FIG. 6 shows the relationship between the voltage fluctuation (V 0, Vact) and the motor output (Pm). However, the performance deteriorates with the aging of the power storage device, and the function gradually changes as f ′. I know it will go. For the definition of the function, a recent curve may be defined from data obtained by a deterioration test of the power storage device, or a three-dimensional matrix table of the motor output (Pm) and the voltage fluctuation with respect to the service life may be used. .

  The electric control unit ECU calculates the deterioration coefficient K by dividing the output voltage Vact of the power storage device 14 by the voltage fluctuation Vo in the initial deterioration state according to the calculation command program 32 (step a6 in FIG. 5). This deterioration coefficient represents the deterioration state of the power storage device. K is a numerical value of 1 or more, and the greater the value of K, the greater the deterioration.

  The electric control unit ECU calculates α as an adjustment coefficient of the set voltage from the deterioration coefficient K according to the calculation command program 32 (step a8 in FIG. 5, FIG. 7). FIG. 7 shows the relationship between the adjustment coefficient (α) and the voltage deterioration rate (K) in the case where the set voltage Vset = the rated voltage Vb. As for the function g, a recent curve may be defined from the data of the operation test of the hybrid construction machine, or a two-dimensional matrix table of the adjustment coefficient (α) and the voltage deterioration rate (K) is used. Also good.

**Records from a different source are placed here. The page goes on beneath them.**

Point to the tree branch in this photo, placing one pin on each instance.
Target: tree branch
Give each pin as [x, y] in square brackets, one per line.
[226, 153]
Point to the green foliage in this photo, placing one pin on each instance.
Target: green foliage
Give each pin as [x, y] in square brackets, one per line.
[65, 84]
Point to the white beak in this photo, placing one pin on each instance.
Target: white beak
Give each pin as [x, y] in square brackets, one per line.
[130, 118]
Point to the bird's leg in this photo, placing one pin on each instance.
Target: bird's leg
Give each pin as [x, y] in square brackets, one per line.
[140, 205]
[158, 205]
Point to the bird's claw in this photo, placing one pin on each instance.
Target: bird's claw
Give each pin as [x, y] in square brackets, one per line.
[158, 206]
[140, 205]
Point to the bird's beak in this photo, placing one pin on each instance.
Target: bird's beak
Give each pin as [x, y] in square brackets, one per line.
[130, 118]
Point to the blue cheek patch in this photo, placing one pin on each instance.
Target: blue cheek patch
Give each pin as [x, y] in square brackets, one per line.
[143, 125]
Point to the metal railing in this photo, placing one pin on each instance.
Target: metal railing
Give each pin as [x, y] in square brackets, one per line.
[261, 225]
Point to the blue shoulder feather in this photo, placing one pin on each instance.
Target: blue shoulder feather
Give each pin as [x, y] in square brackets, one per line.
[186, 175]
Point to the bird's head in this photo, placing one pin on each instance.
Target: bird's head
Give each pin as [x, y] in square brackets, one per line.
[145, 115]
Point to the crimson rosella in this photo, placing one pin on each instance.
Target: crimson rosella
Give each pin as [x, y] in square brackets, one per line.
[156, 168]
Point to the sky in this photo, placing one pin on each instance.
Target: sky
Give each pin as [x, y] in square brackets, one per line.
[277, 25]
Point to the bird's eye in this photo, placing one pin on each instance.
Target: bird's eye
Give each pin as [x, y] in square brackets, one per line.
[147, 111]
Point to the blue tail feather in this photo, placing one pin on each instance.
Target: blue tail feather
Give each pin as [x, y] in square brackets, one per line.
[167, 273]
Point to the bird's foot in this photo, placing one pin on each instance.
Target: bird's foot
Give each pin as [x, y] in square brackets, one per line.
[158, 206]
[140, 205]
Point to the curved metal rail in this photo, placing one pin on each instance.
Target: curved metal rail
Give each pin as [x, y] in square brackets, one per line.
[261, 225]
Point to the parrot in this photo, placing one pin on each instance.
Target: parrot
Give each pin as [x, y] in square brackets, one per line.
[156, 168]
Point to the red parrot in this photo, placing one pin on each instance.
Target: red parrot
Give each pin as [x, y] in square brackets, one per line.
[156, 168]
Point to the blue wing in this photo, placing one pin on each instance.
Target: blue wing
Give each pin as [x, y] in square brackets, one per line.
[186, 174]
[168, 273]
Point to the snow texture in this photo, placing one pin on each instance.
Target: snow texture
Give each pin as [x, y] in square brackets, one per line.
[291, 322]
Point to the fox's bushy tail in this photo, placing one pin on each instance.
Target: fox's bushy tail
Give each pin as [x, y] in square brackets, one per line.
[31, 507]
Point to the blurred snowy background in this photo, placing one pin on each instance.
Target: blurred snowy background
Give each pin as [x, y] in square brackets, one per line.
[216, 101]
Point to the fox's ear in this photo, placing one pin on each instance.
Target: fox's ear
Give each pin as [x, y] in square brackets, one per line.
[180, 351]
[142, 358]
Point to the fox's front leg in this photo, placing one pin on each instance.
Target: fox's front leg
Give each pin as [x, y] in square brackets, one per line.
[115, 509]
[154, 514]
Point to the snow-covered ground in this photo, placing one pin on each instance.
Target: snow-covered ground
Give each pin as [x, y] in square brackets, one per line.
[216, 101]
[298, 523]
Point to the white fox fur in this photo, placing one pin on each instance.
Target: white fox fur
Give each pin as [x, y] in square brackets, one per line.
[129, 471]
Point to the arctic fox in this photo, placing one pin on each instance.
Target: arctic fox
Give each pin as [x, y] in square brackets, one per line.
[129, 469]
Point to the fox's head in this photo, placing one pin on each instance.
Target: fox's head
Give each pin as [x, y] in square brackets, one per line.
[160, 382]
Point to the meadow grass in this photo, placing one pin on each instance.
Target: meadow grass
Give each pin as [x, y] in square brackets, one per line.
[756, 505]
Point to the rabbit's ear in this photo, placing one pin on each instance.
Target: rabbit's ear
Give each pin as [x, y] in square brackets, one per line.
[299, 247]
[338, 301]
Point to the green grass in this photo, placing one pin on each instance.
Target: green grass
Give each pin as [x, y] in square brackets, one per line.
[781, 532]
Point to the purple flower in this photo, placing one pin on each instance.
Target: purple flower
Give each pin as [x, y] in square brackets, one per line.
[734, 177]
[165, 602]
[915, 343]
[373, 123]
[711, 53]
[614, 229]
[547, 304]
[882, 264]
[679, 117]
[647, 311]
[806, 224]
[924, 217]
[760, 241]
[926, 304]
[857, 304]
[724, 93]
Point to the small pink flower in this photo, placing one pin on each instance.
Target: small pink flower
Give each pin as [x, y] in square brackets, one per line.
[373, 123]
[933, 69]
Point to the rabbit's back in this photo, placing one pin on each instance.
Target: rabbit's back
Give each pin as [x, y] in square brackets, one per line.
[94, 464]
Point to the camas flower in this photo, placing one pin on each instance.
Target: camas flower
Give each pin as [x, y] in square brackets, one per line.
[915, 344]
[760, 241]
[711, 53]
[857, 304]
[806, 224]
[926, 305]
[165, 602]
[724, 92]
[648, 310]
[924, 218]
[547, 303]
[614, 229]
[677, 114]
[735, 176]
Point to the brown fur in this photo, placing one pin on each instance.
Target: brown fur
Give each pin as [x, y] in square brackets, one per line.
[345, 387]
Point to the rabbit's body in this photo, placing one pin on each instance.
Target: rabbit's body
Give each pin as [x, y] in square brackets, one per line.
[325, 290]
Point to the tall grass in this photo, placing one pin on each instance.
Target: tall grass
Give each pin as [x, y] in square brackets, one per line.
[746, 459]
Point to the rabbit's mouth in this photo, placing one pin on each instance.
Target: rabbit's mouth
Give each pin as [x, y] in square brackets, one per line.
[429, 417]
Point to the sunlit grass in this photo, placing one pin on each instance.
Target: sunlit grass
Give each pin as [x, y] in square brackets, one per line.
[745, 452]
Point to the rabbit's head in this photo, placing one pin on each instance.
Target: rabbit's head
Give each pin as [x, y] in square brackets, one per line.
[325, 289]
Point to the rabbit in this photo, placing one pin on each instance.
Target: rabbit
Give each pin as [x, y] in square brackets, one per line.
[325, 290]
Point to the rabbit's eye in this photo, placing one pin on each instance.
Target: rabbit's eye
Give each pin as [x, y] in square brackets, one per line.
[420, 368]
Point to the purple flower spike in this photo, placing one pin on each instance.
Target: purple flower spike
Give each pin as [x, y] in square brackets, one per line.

  In accordance with the calculation command program 32, the electric control unit ECU calculates the set voltage Vset by multiplying the rated voltage Vb of the power storage device 14 preset in the calculation command program 32 by the adjustment coefficient α (a10 in FIG. 5). Process). The rated voltage Vb of the power storage device 14 is a set voltage in the initial state deterioration state of the power storage device, and when Vact = Vo, K = α = 1 and Vb = Vset (FIG. 7).

  This calculation is mainly performed at a point where the electric motor Em stably outputs a constant torque, so that variations in the calculation result can be suppressed.

  For example, when the upper swing body 10 is decelerated, the hydraulic motor is free to rotate, so there is no need to consider the influence of the hydraulic motor, and deceleration is performed with a constant braking torque that is only an electric motor. ing.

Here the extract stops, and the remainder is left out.